Apresentar discussões de gênero nos cursos de ciências da saúde foi uma das necessidades discutidas na abertura da 1ª Semana de Combate às Fobias de Gênero na Saúde, realizada na segunda-feira, 31 de agosto, no auditório da Pós-Graduação do Centro de Ciências da Saúde (CCS) da Universidade Federal de Santa Catarina (UFSC). O evento é uma parceria do Departamento de Saúde Pública, através do “Epicen@s: Núcleo de Estudos em Gênero e Saúde”, em conjunto com o grupo “Acontece – Arte e Política LGBT” e a Fundação Açoriana para o Controle da AIDS (Faça).
professor Murilo Moscheta, na abertura do evento. Foto: Henrique Almeida/Agecom/DGC/UFSC
Professor do Departamento de Saúde Pública da UFSC, Rodrigo Otavio Moretti-Pires afirmou na abertura da programação que a discussão sobre gênero é praticamente inexistente nos cursos. “Entende-se a saúde por uma perspectiva heterossexual compulsória, e isto não representa a realidade”.
A professora do Departamento de Pediatria e vice-diretora do CCS, Isabela de Carlos Back Giuliano, lembrou que “qualquer iniquidade em saúde é cruel e monstruosa; por preconceito, é ainda mais condenável” e destacou a importância do CCS ser espaço deste tipo de debate.
Palestrante convidado, o professor da Universidade Estadual de Maringá Murilo dos Santos Moscheta destacou o atendimento à população LGBTT (Lésbicas, Gays, Bissexuais, Travestis e Transexuais) como “questão de responsabilidade” dos cursos de ciências da saúde.
“O discurso científico e as práticas de saúde contribuíram, a partir do século 19, para caracterizar a sexualidade fora das perspectivas heterossexual, monogâmica, familiar e reprodutiva como patológicas. É responsabilidade do campo da saúde reinventar estas práticas de desigualdade que a gente ajudou a construir” diz Moscheta.

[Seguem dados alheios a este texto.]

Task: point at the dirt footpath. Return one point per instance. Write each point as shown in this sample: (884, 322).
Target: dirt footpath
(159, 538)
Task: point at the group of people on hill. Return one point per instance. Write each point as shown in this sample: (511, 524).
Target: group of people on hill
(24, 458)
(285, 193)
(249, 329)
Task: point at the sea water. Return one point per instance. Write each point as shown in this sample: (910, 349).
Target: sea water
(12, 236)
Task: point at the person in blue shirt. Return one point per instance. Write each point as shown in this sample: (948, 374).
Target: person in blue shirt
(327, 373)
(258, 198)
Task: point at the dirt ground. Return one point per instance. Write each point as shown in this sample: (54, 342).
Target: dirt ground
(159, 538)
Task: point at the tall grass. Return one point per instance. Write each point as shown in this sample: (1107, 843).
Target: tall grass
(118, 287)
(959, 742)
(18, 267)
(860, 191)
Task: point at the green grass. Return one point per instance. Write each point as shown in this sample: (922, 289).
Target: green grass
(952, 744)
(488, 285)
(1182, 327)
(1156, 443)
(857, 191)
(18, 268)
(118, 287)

Ele ressaltou que a discriminação mina as boas condições de vida. “O modo como vivemos contribui para determinar nossa saúde. Imagine quantos insultos e violências uma pessoa trans pode aguentar antes de sair da escola”. De acordo com Moscheta, o acesso e a utilização de serviços da saúde podem até agravar preconceitos e condições. “Para receber tratamento hormonal, uma pessoa trans precisa produzir uma narrativa sofrida de si mesma, que permita um diagnóstico de distúrbio, e provocar o agravamento do próprio mal-estar, e só a partir daí ser atendido”. O professor questiona o que sente um LGBTT ao procurar uma unidade básica de saúde: “Qual a conta de ser desrespeitado ou agredido? Ficar em casa e tomar um antibiótico recomendado por um amigo? E o medo de não ser chamado pelo nome social? Além de não ser compreendido, precisa explicar educar ou satisfazer a curiosidade perversa do profissional de saúde”.
Para Moscheta, os profissionais de saúde são formados em uma sociedade discriminatória, educados com um conjunto de preconceitos que serão reproduzidos no atendimento. “A discriminação pode perverter o cuidado e encontra amparo no pretenso discurso científico, como psicólogos que insistem em ‘curar homossexuais’. Há a impossibilidade de criar um vínculo com o sistema de saúde”.
Antes da palestra de Moscheta, os organizadores apresentaram um vídeo de estudantes de Nutrição, “Saúde pública e população LGBT”, produzido para a disciplina “Desenvolvimento da comunidade”.
Depois dos debates, houve apresentação da performance de Lui Castanho, sobre as expectativas da leitura do próprio corpo.
A 1ª Semana de Combate às Fobias de Gênero na Saúde segue até o dia 4 de setembro, no bloco H do Centro de Ciências da Saúde.